Birgit Zotz
Ich saß in meiner ersten Vorlesung der Kultur- und Sozialanthropologie (Ethnologie) an der Universität und hörte den Professor zu „Religionsethnologie und Bewusstseinsforschung“. Zu diesem Zeitpunkt war ich vierundzwanzig Jahre alt und hatte gerade realisiert, dass in meiner schon bisher – naja, sagen wir mal – kurvigen Biografie die nächste Abzweigung ansteht.
Ich hatte zuvor Tourismusmanagement an der Wirtschaftsuniversität studiert und realisierte, was ich schon lange gefühlt hatte: „Damit werde ich mich nicht den Rest meines Lebens beschäftigen.“
Der erwähnte Professor zeigte dieses Bild: „Die blinden Männer und der Elefant“. Mehrere blinde Männer stehen um einen Elefanten, und jeder von ihnen ertastet dort, wo er steht, das Tier. Sie diskutieren nun darüber, wie ein Elefant aussieht, und sind sich äußerst uneinig in ihren Beschreibungen: Einer steht am Rüssel und sagt: „Der Elefant hat die Form eines Schlauchs.“ Ein anderer tastet den Bauch und meint, er hätte eher die Form einer liegenden Tonne. Jener der den Schwanz tastet, kommt zu dem Schluss, er hätte die Form eines Seiles; der Mann am Bein ertastet eine Säule; usw.
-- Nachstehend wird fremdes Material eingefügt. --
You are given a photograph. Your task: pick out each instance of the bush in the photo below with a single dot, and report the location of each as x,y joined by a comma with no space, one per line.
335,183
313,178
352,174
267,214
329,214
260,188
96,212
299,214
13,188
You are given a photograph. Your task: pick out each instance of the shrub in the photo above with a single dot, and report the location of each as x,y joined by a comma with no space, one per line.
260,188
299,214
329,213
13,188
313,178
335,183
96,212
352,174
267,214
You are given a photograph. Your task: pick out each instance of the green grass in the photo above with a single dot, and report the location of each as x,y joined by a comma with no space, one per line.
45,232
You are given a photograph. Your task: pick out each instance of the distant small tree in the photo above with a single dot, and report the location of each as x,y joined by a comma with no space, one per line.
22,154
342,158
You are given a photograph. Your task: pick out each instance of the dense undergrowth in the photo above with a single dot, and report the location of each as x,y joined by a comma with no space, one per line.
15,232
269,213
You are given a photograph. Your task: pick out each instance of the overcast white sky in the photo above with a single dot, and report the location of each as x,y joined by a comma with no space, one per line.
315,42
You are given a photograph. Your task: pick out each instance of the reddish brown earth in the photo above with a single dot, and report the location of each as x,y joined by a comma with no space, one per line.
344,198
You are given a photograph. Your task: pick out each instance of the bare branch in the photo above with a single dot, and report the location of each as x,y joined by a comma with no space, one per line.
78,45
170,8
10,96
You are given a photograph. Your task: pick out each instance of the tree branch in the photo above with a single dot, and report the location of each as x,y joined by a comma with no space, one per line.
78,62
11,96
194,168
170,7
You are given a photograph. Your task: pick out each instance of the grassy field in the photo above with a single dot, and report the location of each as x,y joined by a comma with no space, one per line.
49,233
Der Professor erklärte anhand dieses Bildes, wie er wissenschaftliche Forschung einordnete und, dass es immer nur ein kleiner Ausschnitt ist, den wir mit unserem Alltagsbewusstsein erfassen können. Er sprach von außergewöhnlichen Bewusstseinszuständen, die in vielen Gesellschaften durch Riten hervorgerufen werden. Und, dass wir davon mit unseren wissenschaftlichen Methoden eben auch nur einen Ausschnitt verstehen können.
Wie ihr man sich denken kann, unterschied sich diese Vorlesung massiv von meinen bisherigen an der Wirtschaftsuniversität. Ich war mir aber absolut sicher, dass ich das studieren möchte. Nebenbei bemerkt, war dieser Professor als eine absolute Ausnahmeerscheinung auch an diesem Institut nicht unumstritten.
Das Bild von den blinden Männern und dem Elefanten trage ich bis heute sehr lebendig in mir: Ich weiß, dass ich den ganzen Elefanten nur erahnen kann, aber es ist durchaus möglich, die Position eines an anderer Stelle Tastenden unvoreingenommen einzunehmen und so ein Stück mehr zu verstehen.
Diese Parabel wird in mehreren spirituellen Richtungen tradiert. Sie entstand auf dem indischen Subkontinent. Ihre älteste Erwähnung findet sich im buddhistischen Text Udāna (6.4), der um 500 v. Chr. entstand, obwohl die Geschichte vielleicht in mündlicher Form weitergegeben, älter ist. Darüber hinaus findet sie sich in hinduistischen, jainistischen und Sufi-Texten.
Im Buddhismus wendete man das Gleichnis auf religiöse Streitigkeiten an, bei denen keiner die ganze Wahrheit sieht. Im Jainismus stellte man damit die vielen Dimensionen dar, in denen sich die Wahrheit zeigen kann, und der Sufi Rumi zeigte daran die limitierte Wahrnehmung des Bewusstseins. Im Rigveda heißt es sinngemäß: „Es gibt nur eine Wirklichkeit, doch verschieden reden die Weisen davon.“
Manche Religionen und Einzelne beanspruchen, die Wahrheit zu kennen. Ihre subjektive Wahrnehmung kann zwar richtig sein, gilt aber nur für den jeweils gesehenen Ausschnitt.
Wir erkennen oft nicht, dass wir nur einen limitierten Ausschnitt überblicken und bilden uns trotzdem unsere Wahrheiten. Ein Perspektivwechsel, in dem eine „fremde“ Position eingenommen und als gleichwertig zur eigenen betrachtet wird, kann Erkenntnisse bringen. Also auf! Gehen wir vom Rüssel zum rechten Vorderbein. Interkulturelle Spiritualität macht genau das: Tasten an unterschiedlichen Positionen. Zudem fragt sie, ob das Wesentliche, also das Wesen des Elefanten, überhaupt „ertastbar“ ist.